Active inference in the overt loop ensures that the goals (and plans) generated by
the covert loop are achieved in practice. In turn, feedback from the overt loop is
informative of (changing) environmental constraints; it permits revising and re-situating
imagined goals, and ultimately achieving them in the current context. In some cases,
the overt loop is recruited for planning and thinking, too, such as for instance when
Tetris players rotate blocks to better decide where to place them (Kirsh and Maglio,
1994).
Our view is compatible with theories of cognitive control that highlight the active
maintenance of goals in working memory (Miller and Cohen, 2001). However, we assume
that cognitive control and mental operations are internalized forms of overt actions
and recruit the same brain structures, rather than involving separated neural representations
and dedicated, modular processing (Diamond, 2000; Barkley, 2001; Cotterill, 2001;
Ito, 2008; Pezzulo, 2011).
We propose that the nesting of optimization processes is mainly realized in prefrontal
hierarchies and is functional to the achievement of goals at different time scales.
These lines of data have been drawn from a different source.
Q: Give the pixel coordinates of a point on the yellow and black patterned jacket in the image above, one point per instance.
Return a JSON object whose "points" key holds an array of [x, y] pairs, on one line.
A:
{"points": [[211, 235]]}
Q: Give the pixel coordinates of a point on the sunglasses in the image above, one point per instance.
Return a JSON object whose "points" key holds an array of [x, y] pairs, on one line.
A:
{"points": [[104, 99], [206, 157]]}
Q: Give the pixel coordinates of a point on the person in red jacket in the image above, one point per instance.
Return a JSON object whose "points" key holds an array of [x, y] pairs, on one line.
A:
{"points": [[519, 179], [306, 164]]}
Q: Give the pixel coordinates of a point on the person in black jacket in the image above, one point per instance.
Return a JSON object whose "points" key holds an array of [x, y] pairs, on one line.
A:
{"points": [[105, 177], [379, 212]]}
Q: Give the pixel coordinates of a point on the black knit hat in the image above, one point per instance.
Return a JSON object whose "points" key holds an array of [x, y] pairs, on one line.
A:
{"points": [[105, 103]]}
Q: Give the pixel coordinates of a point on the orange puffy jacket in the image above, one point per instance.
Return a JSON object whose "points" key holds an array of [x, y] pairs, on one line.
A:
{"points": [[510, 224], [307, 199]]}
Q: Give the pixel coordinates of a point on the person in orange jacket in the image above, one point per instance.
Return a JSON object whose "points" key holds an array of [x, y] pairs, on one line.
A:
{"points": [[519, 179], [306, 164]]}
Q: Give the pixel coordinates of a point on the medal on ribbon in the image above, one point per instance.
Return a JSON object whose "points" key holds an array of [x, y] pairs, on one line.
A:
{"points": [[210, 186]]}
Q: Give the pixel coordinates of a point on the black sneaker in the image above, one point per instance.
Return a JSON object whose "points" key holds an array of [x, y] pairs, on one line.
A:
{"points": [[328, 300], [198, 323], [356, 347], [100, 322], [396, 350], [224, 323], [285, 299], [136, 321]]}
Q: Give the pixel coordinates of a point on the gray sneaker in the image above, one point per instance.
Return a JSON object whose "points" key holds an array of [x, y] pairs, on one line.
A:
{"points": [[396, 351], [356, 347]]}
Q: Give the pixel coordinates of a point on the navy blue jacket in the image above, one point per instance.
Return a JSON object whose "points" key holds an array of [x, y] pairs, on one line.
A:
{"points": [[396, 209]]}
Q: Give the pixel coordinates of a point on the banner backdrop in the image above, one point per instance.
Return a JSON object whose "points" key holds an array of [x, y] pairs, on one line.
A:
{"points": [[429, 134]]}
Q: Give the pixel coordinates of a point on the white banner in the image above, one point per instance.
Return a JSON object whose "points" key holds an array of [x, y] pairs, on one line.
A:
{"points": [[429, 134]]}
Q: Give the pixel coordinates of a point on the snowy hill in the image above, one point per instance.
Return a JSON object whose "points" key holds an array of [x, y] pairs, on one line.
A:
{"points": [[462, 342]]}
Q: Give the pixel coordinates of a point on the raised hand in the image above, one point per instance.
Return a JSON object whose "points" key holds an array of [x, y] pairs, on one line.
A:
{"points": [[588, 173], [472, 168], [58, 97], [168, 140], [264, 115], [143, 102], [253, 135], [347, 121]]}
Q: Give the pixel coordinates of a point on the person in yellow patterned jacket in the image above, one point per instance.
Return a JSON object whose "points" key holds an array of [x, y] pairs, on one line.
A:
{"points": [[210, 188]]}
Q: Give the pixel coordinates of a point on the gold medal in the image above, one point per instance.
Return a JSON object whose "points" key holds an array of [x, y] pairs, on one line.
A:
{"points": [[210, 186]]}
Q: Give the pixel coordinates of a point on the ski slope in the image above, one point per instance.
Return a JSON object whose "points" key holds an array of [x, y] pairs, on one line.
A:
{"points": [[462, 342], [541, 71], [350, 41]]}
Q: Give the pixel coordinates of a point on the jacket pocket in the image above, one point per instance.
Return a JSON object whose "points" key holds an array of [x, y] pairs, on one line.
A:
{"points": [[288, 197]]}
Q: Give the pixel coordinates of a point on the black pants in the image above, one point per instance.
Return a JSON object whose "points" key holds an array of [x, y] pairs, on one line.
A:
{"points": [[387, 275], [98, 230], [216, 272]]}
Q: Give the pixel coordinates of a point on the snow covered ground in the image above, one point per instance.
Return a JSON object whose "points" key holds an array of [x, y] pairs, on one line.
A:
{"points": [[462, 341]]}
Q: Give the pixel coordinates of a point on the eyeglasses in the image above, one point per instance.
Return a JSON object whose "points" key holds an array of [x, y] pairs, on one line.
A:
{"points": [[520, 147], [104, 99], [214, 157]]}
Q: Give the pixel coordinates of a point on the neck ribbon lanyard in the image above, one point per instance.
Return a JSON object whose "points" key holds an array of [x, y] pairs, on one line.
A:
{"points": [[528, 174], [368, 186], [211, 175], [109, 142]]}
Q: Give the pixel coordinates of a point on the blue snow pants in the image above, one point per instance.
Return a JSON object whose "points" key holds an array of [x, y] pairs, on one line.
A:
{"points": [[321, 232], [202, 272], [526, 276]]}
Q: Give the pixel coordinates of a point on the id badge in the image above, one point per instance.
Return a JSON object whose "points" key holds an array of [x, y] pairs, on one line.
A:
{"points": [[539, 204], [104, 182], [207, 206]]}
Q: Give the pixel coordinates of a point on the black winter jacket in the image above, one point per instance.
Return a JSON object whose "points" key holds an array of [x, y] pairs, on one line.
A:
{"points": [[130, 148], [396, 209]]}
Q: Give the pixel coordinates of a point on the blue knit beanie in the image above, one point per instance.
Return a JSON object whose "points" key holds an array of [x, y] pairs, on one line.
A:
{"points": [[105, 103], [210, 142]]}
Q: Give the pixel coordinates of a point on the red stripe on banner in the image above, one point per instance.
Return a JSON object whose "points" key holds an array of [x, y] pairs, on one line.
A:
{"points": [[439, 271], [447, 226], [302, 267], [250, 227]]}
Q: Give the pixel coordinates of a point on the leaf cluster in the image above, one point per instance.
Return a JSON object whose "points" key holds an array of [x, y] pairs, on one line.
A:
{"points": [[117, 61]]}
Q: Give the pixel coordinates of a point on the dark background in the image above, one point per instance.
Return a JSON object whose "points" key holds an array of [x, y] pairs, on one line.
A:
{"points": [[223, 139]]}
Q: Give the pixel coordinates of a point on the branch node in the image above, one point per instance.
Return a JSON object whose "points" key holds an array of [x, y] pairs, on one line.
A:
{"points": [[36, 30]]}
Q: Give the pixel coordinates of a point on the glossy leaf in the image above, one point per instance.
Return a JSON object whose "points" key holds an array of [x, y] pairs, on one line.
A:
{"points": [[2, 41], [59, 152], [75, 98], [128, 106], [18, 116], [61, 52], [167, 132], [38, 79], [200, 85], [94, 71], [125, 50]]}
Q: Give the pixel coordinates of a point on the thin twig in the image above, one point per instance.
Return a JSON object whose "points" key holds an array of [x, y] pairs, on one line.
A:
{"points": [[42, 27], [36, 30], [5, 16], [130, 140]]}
Compared to overt action, cognitive control optimizes at longer time scales, and requires
maintaining goal representation (priors) for a long time. It is thus not surprising
that cognitive control processes (and in our proposal, covert loops) mainly involve
high hierarchical levels. This creates a potential confound, suggesting that cognitive
control might also require dedicated neural resources or modularized processing. However,
our proposed architecture can be implemented within a homogeneous (cortical) hierarchy
performing free energy minimization; which ones of the hierarchical levels are recruited
to work covertly depends on task demands (say, abstract thought vs. the mental imagery
of rotating an object with the left hand).
Our view suggests that executive functions and forethought might have resulted from
an internalization of the process of predicting the consequences of actions, which
permitted to endogenously steer and control covert predictive loops. Partial support
for this view comes from the close relationships between the neural systems for motor
preparation and mental imagery (Cisek and Kalaska, 2010). Furthermore, in our proposal
cognitive control requires the coordination of overt and covert processes. Disruption
of this process might result in the execution of imagined actions, as it was reported
by Schwoebel et al. (2002) in the case of a patient with bilateral parietal lesions
who was unable to refrain from executing imagined (hand) movements.